Prosecutors allege that Anthony used chloroform on her daughter and then suffocated her by putting duct tape over her nose and mouth.

Anthony's defense has claimed that the little girl drowned in the her grandparents' pool on June 16, the day she was last seen, and that Casey Anthony and her father panicked and kept the death a secret. George Anthony has denied that claim in testimony.

Casey Anthony's defense attorney explains her behavior in June and July 2008 by saying she had been sexually abused as a child by her father -- and, to a lesser extent, her brother -- and was taught from a young age to hide her pain. George Anthony has also denied abusing his daughter in previous testimony.

Cindy Anthony testified that her daughter was not answering her phone after the car was picked up July 15, so she contacted Huizenga, picking her up at a mall and asking her to take her to her daughter. She was directed to Lazzaro's apartment.

On the stand Tuesday, Huizenga recalled the tense confrontation that followed. Cindy Anthony was demanding to see Caylee, she recalled, and Casey Anthony said she was with her nanny. It was "a massive explosion of mother and daughter," Huizenga said.
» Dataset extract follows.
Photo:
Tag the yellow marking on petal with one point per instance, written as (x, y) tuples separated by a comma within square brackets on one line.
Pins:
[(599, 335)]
Under cross-examination, Cindy Anthony testified that she and her granddaughter swam together on June 15, the day before Caylee was last seen. Asked whether she was certain she had removed the ladder from the above-ground pool, she said, "as certain as I can be. I do recall taking the ladder down." But she acknowledged mentioning to a co-worker the next day that she thought someone had been swimming in her pool, as she had found the ladder up and the gate open.

The case has drawn attention across the nation and beyond. On Tuesday morning, about 250 people were standing in line for a seat in the courtroom, a record so far, said In Session producer Grace Wong. Sixty of them were seated, more than the usual 48, as fewer media were attending, Wong said.